Ridge Regression
Ridge Regression is a commonly used technique to address the problem of multi-collinearity. The effectiveness of the application is however debatable.
Introduction
Let us see a use case of the application of Ridge regression on the longley
dataset. We will try to predict the GNP.deflator
using lm()
with the rest of the variables as predictors. This model and results will be compared with the model created using ridge regression.
library (car) # for VIF
library (ridge)
data(longley, package="datasets") # initialize data
head (longley, 4) # show top 4 rows of data
#> GNP.deflator GNP Unemployed Armed.Forces Population Year Employed
#> 1947 83.0 234.289 235.6 159.0 107.608 1947 60.323
#> 1948 88.5 259.426 232.5 145.6 108.632 1948 61.122
#> 1949 88.2 258.054 368.2 161.6 109.773 1949 60.171
#> 1950 89.5 284.599 335.1 165.0 110.929 1950 61.187
inputData <- data.frame (longley) # plug in your data here
colnames(inputData)[1] <- "response" # rename response var
Calculate Correlations
XVars <- inputData[, -1] # X variables
round(cor(XVars), 2) # Correlation Test
#> GNP Unemployed Armed.Forces Population Year Employed
#> GNP 1.00 0.60 0.45 0.99 1.00 0.98
#> Unemployed 0.60 1.00 -0.18 0.69 0.67 0.50
#> Armed.Forces 0.45 -0.18 1.00 0.36 0.42 0.46
#> Population 0.99 0.69 0.36 1.00 0.99 0.96
#> Year 1.00 0.67 0.42 0.99 1.00 0.97
#> Employed 0.98 0.50 0.46 0.96 0.97 1.00
Prepare Training And Test Data
set.seed(100) # set seed to replicate results
trainingIndex <- sample(1:nrow(inputData), 0.8*nrow(inputData)) # indices for 80% training data
trainingData <- inputData[trainingIndex, ] # training data
testData <- inputData[-trainingIndex, ] # test data
Predict Using Linear Regression
lmMod <- lm(response ~ ., trainingData) # the linear reg model
summary (lmMod) # get summary
vif(lmMod) # get VIF
#> VIF
#> GNP Unemployed Armed.Forces Population Year Employed
#> 1523.74714 93.07635 10.74587 350.58472 2175.29221 182.93609
#> Coefficients:
#> (Intercept) GNP Unemployed Armed.Forces Population Year Employed
#> 7652.25192 0.39214 0.06462 0.01573 -2.33550 -3.83113 0.53060
There is significant multi-collinearity between GNP & Year and Population & Employed, with negative coefficients in ‘population’ and ‘Employed’. These variables may not contribute much to explain the dependent variable, nevertheless, lets see what this model predicts.

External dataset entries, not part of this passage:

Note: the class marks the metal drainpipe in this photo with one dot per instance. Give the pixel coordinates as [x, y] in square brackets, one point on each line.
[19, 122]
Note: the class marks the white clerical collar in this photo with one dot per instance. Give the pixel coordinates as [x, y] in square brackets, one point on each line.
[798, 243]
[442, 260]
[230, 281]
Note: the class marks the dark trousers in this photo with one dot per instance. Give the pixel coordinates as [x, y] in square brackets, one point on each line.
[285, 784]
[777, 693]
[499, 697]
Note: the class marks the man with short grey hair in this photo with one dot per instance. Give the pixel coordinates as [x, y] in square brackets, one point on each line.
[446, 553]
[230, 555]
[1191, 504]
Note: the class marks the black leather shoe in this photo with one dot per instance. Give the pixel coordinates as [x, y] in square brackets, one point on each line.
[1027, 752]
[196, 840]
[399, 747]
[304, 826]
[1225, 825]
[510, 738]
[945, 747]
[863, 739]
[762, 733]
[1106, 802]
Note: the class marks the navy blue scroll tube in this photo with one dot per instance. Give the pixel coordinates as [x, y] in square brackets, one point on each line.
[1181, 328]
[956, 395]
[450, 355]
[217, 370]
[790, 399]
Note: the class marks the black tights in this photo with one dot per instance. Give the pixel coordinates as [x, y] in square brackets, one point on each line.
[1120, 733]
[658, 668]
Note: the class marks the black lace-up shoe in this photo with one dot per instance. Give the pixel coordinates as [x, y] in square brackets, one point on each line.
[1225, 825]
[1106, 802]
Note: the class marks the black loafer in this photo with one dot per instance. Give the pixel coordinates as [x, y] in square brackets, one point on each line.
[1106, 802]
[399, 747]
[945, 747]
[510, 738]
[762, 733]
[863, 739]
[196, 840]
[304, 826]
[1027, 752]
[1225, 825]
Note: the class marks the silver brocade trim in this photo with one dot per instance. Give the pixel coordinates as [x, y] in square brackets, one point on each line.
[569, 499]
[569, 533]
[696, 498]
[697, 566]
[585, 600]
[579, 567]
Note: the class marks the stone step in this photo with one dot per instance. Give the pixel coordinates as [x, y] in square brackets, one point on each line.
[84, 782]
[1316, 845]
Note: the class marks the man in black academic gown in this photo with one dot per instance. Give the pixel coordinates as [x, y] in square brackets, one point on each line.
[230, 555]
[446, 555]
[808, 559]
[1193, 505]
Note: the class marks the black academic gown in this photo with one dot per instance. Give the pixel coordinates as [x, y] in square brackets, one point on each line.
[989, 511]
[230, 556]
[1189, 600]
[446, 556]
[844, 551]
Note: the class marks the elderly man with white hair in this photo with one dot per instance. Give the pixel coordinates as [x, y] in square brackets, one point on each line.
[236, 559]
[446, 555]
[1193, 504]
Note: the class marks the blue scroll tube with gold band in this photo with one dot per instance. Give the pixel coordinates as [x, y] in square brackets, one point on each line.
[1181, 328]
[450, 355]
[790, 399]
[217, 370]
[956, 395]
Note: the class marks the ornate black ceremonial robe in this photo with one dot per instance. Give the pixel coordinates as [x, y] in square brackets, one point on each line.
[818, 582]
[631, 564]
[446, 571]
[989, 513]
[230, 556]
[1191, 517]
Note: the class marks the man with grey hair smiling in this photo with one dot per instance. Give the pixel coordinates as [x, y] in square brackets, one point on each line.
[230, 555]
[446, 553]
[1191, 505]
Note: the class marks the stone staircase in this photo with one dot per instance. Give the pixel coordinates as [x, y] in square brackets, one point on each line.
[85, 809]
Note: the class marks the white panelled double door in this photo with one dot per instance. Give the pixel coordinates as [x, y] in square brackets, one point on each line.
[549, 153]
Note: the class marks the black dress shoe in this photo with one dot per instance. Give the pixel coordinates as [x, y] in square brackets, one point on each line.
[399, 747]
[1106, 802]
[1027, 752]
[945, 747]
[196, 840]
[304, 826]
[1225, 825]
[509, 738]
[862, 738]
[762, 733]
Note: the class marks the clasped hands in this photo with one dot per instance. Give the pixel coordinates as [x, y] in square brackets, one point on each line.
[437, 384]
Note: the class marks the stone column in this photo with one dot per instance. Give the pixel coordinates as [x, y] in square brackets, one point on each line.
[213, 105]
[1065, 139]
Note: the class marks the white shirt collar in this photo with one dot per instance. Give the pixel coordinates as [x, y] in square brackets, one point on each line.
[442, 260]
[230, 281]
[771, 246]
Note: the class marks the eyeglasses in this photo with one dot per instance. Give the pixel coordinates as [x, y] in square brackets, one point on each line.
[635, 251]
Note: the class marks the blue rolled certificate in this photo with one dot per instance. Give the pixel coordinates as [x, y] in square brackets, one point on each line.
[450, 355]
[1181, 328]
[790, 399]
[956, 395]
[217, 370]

predicted <- predict (lmMod, testData) # predict on test data
compare <- cbind (actual=testData$response, predicted) # combine actual and predicted
#> actual predicted
#> 1949 88.2 88.45501
#> 1953 99.0 96.67492
#> 1957 108.4 106.59672
#> 1959 112.6 113.31106
mean (apply(compare, 1, min)/apply(compare, 1, max)) # calculate accuracy
#> 98.76%
Apply Ridge Regression On Same Data
linRidgeMod <- linearRidge(response ~ ., data = trainingData) # the ridge regression model
#> No more Negative Coefficients!
#> (Intercept) GNP Unemployed Armed.Forces Population Year Employed
#> -1.015385e+03 3.715498e-02 1.328002e-02 1.707769e-02 1.294903e-01 5.318930e-01 5.976266e-01
predicted <- predict(linRidgeMod, testData) # predict on test data
compare <- cbind (actual=testData$response, predicted) # combine
#> actual predicted
#> 1949 88.2 88.68584
#> 1953 99.0 99.26104
#> 1957 108.4 106.99370
#> 1959 112.6 110.95450
mean (apply(compare, 1, min)/apply(compare, 1, max)) # calculate accuracy
#> 99.10%
Clearly, in this case, ridge regression is successful in improving the accuracy by a minor but significant fraction.
Predicting With A Re-calibrated Linear Model
newlmMod <- lm(response ~ ., trainingData[, -c(2, 5, 6)]) # without "GNP", "Population" & "Year"
summary (newlmMod) # get summary
vif(newlmMod) # get VIF
#> Coefficients:
#> (Intercept) Unemployed Armed.Forces Employed
#> -62.19771 0.03248 0.02714 2.24039
#> VIF
#> Unemployed Armed.Forces Employed
#> 2.124153 1.452648 2.592474
predicted <- predict(newlmMod, testData) # predict on test data
compare <- cbind (actual=testData$response, predicted) # for comparison
mean (apply(compare, 1, min)/apply(compare, 1, max)) # calculate accuracy
#> 99.21%
The re-calibrated linear model yields better accuracy when the multicollinearity is taken care of. This analysis may not be sufficient to draw conclusions about the effectiveness of ridge regression. The intention, however, is to open up considerations for new modeling options for problem solving.